ムファサの両親マセゴとアフィアを演じるのは、吉原光夫さんと和音美桜さんのご夫婦。孤児となってしまうムファサの記憶の中で大切に想い続ける両親の姿を、深く温かい愛情溢れる歌声で表現しています。
ムファサとタカを追い続けるキロスを務めるのは、渡辺謙さん。冷徹で執念深いキロスを圧巻の存在感で魅せています。
「はぐれもの」たちが紡ぐ物語
本作で印象的だったのは、登場する多くの動物たちが「はぐれもの」であるということ。孤児となったムファサ、キロスに襲撃され群れから離れて逃げるタカ、群れとはぐれてしまったサラビ、不思議な能力を持つが故に群れから追い出されてしまったラフィキ、そして「はぐれもの」と呼ばれ、同じような境遇のライオンを集めて群れを形成し独裁的に支配しようとするキロス。
ひょんなきっかけや、他者とは異なる個性を理由に「はぐれもの」になった彼らの中には孤独が存在します。理想郷のような“約束の地・ミレーレ”を追い求めるのも、どこかに自分の居場所があるはずだという、自身の存在意義を求める旅でもあるのでしょう。そして彼らは旅を経て、孤独を超えて大切な誰かと繋がり、他者を尊重する新たなコミュニティを創り出す者と、劣等感や孤独に押しつぶされてまた「はぐれもの」になる者に分かれてしまいます。この物語が、なぜ「分断」が進む今の世の中に生まれたのか。その意味を考えさせられます。

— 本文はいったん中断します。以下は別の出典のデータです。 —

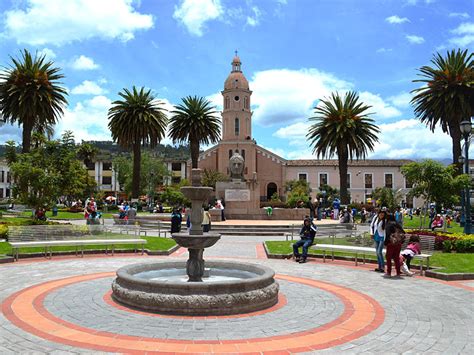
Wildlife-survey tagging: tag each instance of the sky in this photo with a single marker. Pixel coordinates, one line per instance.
(293, 52)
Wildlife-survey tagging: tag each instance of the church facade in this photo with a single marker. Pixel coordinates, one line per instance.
(268, 172)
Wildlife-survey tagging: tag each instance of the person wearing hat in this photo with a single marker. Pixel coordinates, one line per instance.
(307, 234)
(437, 222)
(377, 232)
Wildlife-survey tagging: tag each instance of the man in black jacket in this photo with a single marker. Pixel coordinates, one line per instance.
(307, 234)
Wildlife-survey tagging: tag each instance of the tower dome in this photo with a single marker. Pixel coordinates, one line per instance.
(236, 79)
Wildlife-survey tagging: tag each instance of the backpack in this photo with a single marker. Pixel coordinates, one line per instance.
(397, 237)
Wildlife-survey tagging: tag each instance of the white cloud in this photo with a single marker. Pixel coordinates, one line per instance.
(255, 20)
(48, 53)
(463, 15)
(283, 95)
(465, 32)
(88, 87)
(380, 108)
(410, 138)
(415, 39)
(394, 19)
(84, 63)
(401, 100)
(59, 22)
(194, 14)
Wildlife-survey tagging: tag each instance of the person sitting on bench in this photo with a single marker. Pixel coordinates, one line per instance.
(307, 234)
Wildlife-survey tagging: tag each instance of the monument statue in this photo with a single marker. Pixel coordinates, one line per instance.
(236, 166)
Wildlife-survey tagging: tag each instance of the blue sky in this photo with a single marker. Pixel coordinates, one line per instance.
(293, 53)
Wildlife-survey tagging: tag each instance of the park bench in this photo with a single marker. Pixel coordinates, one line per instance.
(48, 236)
(326, 230)
(362, 251)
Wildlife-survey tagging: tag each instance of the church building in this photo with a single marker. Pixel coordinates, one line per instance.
(266, 173)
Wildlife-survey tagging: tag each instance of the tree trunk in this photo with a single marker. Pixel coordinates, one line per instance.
(194, 146)
(342, 156)
(137, 152)
(455, 133)
(26, 136)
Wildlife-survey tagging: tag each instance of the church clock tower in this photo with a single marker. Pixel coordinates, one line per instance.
(236, 116)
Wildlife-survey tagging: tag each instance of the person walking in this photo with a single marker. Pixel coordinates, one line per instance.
(377, 232)
(394, 238)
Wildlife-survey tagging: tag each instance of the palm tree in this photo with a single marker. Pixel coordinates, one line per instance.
(137, 119)
(194, 121)
(342, 126)
(31, 95)
(447, 98)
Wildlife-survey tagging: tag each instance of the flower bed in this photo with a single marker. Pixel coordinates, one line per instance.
(457, 242)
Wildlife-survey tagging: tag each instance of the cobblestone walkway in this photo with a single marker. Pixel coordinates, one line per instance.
(410, 315)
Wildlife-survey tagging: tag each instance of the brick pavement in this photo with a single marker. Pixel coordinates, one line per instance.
(420, 315)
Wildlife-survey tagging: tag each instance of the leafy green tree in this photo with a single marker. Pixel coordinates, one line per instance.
(342, 126)
(211, 177)
(152, 173)
(387, 197)
(435, 183)
(137, 119)
(447, 96)
(31, 95)
(194, 121)
(49, 171)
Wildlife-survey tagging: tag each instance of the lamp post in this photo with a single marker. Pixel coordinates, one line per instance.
(466, 129)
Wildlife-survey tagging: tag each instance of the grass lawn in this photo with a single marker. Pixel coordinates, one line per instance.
(415, 224)
(152, 244)
(449, 262)
(65, 215)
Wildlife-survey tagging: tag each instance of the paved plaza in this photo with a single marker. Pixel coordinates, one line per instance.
(64, 305)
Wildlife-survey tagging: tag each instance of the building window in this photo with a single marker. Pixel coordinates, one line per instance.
(323, 179)
(237, 126)
(368, 181)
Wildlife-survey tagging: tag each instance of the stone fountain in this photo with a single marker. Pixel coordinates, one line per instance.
(192, 289)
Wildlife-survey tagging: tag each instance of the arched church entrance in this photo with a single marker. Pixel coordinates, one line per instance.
(271, 189)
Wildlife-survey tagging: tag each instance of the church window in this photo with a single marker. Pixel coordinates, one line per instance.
(237, 126)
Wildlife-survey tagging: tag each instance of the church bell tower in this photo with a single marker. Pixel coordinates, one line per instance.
(236, 116)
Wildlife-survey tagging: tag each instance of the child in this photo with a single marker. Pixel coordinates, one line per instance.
(413, 248)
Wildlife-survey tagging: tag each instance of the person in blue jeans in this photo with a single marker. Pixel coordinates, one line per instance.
(307, 234)
(377, 231)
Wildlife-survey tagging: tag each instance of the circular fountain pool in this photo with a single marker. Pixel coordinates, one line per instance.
(228, 288)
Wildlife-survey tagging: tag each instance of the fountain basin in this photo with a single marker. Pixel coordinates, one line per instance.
(196, 241)
(232, 288)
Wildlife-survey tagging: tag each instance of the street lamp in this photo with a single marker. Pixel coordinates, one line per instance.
(466, 129)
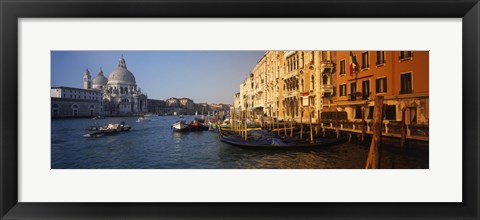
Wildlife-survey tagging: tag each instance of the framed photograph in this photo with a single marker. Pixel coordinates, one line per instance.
(249, 110)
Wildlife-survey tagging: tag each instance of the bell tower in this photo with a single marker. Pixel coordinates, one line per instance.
(87, 80)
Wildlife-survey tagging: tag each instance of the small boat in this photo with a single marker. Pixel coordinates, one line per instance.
(197, 126)
(109, 129)
(278, 142)
(181, 126)
(143, 119)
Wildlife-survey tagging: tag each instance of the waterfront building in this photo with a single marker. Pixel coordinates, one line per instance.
(187, 104)
(236, 101)
(172, 102)
(202, 108)
(120, 92)
(297, 85)
(75, 102)
(400, 76)
(156, 106)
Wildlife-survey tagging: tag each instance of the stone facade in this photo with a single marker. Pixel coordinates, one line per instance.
(120, 92)
(66, 107)
(75, 102)
(297, 85)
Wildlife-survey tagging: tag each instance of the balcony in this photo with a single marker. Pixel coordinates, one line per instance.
(291, 94)
(290, 74)
(326, 89)
(353, 96)
(406, 91)
(327, 66)
(405, 55)
(380, 62)
(365, 95)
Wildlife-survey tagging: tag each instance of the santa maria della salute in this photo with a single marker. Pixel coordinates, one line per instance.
(120, 92)
(116, 95)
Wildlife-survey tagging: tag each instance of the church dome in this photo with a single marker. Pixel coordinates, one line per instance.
(100, 79)
(121, 73)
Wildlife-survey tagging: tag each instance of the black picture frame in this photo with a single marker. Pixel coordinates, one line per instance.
(11, 11)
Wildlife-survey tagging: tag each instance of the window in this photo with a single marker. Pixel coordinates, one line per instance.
(365, 89)
(406, 83)
(353, 91)
(313, 82)
(390, 112)
(370, 112)
(342, 67)
(358, 112)
(365, 60)
(413, 115)
(343, 90)
(405, 55)
(381, 85)
(380, 58)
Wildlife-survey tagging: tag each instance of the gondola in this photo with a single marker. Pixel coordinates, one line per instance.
(281, 143)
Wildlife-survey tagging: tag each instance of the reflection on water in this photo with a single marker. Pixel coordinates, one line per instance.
(153, 145)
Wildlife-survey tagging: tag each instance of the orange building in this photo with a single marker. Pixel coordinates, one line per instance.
(402, 77)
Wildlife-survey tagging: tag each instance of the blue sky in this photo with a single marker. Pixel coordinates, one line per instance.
(204, 76)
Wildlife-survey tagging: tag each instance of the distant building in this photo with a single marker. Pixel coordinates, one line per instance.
(75, 102)
(172, 102)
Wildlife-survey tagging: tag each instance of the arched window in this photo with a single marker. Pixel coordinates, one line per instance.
(75, 109)
(313, 82)
(325, 79)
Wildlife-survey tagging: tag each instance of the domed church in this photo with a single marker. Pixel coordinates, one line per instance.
(120, 92)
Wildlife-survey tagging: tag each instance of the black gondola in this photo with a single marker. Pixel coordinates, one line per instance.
(282, 143)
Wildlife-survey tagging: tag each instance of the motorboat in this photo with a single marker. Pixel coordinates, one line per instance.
(108, 129)
(180, 126)
(143, 119)
(197, 126)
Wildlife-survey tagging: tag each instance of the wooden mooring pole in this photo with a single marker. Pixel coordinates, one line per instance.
(337, 127)
(363, 123)
(246, 131)
(404, 128)
(373, 160)
(310, 123)
(301, 123)
(319, 123)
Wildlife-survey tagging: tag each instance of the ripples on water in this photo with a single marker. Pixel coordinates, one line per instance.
(153, 145)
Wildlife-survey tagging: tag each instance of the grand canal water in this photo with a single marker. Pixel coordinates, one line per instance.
(153, 145)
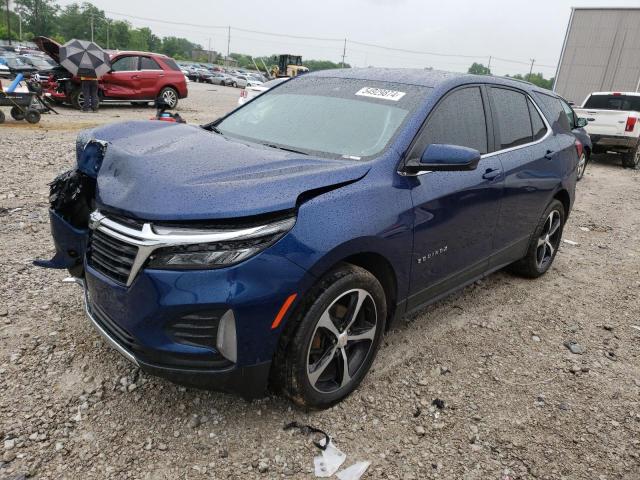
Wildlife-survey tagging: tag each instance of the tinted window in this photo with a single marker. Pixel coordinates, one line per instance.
(457, 120)
(512, 112)
(147, 63)
(539, 128)
(571, 116)
(554, 111)
(125, 64)
(613, 102)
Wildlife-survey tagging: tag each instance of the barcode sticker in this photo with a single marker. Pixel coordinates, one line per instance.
(382, 93)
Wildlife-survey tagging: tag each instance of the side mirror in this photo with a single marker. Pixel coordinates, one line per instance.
(446, 158)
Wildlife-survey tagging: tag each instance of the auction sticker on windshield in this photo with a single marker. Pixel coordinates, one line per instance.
(374, 92)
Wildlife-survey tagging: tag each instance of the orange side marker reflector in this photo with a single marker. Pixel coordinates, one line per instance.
(283, 310)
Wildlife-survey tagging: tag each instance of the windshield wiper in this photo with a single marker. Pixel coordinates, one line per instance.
(286, 149)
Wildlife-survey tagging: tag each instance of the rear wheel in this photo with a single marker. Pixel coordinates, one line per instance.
(17, 113)
(544, 243)
(632, 159)
(337, 334)
(170, 96)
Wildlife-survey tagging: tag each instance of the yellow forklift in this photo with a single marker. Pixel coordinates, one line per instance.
(288, 66)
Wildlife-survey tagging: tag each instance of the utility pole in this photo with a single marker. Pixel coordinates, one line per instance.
(228, 43)
(533, 60)
(8, 23)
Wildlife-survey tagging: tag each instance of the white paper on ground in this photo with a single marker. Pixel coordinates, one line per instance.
(354, 472)
(329, 461)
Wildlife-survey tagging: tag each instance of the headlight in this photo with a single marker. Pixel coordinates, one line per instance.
(199, 255)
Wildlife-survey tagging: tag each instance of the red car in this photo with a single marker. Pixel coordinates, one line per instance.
(138, 77)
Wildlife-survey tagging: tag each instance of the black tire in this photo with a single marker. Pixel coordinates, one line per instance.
(530, 265)
(170, 96)
(335, 292)
(76, 98)
(632, 159)
(17, 113)
(582, 165)
(32, 116)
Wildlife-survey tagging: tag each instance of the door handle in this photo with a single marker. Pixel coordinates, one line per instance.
(491, 173)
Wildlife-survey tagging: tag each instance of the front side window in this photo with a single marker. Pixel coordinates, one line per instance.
(459, 119)
(327, 116)
(147, 63)
(539, 128)
(513, 118)
(571, 116)
(125, 64)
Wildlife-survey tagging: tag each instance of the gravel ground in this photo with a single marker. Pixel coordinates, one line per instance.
(517, 402)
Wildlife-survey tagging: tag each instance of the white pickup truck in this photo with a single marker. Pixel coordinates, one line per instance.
(614, 124)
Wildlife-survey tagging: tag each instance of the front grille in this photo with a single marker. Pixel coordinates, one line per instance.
(110, 256)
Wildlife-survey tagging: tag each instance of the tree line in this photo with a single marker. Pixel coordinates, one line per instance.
(535, 78)
(86, 21)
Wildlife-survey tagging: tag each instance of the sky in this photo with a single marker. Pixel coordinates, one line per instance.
(450, 34)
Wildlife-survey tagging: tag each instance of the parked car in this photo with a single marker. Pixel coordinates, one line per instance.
(137, 77)
(295, 230)
(614, 124)
(248, 93)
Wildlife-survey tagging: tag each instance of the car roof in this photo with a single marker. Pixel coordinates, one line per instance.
(423, 77)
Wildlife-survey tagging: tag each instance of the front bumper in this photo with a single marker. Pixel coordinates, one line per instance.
(249, 382)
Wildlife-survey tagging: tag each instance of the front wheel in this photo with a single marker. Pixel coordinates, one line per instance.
(632, 158)
(544, 243)
(337, 334)
(170, 96)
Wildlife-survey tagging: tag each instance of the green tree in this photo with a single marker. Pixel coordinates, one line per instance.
(479, 69)
(38, 17)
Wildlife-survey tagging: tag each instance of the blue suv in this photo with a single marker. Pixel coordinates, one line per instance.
(274, 246)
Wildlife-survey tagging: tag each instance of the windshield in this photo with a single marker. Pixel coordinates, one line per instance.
(613, 102)
(328, 116)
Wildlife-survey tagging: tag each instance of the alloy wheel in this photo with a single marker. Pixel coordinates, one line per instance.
(549, 240)
(342, 341)
(169, 96)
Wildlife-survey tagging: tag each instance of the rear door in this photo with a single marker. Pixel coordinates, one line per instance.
(455, 212)
(151, 75)
(123, 81)
(533, 162)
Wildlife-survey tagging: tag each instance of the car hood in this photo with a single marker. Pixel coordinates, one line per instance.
(157, 170)
(48, 46)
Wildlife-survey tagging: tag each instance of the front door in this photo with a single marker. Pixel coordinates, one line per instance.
(123, 81)
(455, 212)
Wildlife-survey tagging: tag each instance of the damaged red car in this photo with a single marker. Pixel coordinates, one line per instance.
(136, 77)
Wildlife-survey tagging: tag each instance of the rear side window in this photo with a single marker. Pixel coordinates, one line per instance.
(147, 63)
(554, 110)
(172, 64)
(539, 128)
(125, 64)
(613, 102)
(514, 121)
(459, 119)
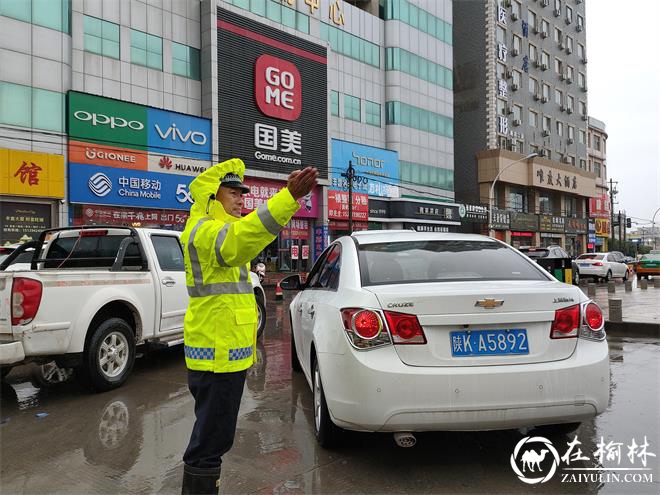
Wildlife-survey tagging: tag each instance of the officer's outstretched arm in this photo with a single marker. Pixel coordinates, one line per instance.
(241, 241)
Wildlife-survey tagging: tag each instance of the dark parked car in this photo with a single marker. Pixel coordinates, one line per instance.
(555, 260)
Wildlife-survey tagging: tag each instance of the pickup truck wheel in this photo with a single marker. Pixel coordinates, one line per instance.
(110, 355)
(261, 315)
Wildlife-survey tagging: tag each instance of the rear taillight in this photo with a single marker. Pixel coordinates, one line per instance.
(25, 300)
(405, 328)
(566, 323)
(593, 322)
(364, 328)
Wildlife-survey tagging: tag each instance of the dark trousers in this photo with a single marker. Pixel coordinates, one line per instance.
(217, 399)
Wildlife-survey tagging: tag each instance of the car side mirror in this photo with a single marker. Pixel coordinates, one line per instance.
(291, 282)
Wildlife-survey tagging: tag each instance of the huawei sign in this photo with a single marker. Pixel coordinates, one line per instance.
(277, 88)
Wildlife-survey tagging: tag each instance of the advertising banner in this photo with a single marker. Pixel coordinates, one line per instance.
(377, 168)
(338, 206)
(25, 173)
(261, 190)
(272, 97)
(115, 186)
(105, 121)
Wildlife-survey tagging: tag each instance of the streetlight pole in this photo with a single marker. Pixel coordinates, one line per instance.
(492, 190)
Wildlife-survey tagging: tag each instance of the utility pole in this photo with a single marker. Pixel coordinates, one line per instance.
(350, 175)
(612, 193)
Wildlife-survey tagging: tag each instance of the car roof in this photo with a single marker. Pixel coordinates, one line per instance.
(380, 236)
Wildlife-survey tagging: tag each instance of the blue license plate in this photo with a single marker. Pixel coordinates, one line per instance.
(488, 342)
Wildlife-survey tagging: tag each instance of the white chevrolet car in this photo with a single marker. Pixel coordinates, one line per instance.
(399, 331)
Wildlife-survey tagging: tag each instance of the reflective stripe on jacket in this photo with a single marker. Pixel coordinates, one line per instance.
(220, 325)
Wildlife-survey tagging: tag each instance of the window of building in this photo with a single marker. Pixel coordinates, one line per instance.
(547, 123)
(517, 44)
(101, 37)
(533, 85)
(352, 108)
(533, 53)
(373, 113)
(546, 91)
(31, 107)
(350, 45)
(517, 113)
(516, 77)
(146, 49)
(185, 61)
(398, 113)
(558, 35)
(533, 118)
(570, 103)
(52, 14)
(531, 18)
(334, 103)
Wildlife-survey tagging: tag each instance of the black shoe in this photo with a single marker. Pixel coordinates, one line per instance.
(200, 481)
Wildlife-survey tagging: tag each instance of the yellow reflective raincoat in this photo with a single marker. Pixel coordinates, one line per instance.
(220, 326)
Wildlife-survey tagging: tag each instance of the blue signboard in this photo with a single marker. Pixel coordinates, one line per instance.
(178, 134)
(125, 187)
(377, 168)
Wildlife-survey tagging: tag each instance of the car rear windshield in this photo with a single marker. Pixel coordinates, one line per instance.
(442, 261)
(590, 256)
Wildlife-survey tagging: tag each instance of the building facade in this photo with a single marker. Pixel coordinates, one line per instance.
(521, 90)
(600, 205)
(126, 102)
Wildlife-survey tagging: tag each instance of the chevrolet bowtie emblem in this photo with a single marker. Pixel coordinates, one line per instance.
(489, 303)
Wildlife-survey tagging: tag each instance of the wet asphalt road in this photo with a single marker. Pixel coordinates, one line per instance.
(131, 440)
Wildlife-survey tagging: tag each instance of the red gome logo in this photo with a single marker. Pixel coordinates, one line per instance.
(277, 88)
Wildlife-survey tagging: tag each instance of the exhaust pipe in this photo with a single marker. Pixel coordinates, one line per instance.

さらに、本作では彼らの物語を、ラフィキがシンバの娘キアラに語り聞かせるという構成になっています。キアラは「未来」であり、彼女に物語が受け継がれることに、『ライオン・キング』を貫くテーマ「サークル・オブ・ライフ(生命の連環)」を感じさせます。キアラはどのように未来を切り拓いていくのでしょうか。
超実写映画『ライオン・キング:ムファサ』は大ヒット上映中です。
崖のシーン以外にも、『ライオン・キング』との繋がりを感じる、ファンにはたまらないシーンが続々と登場します。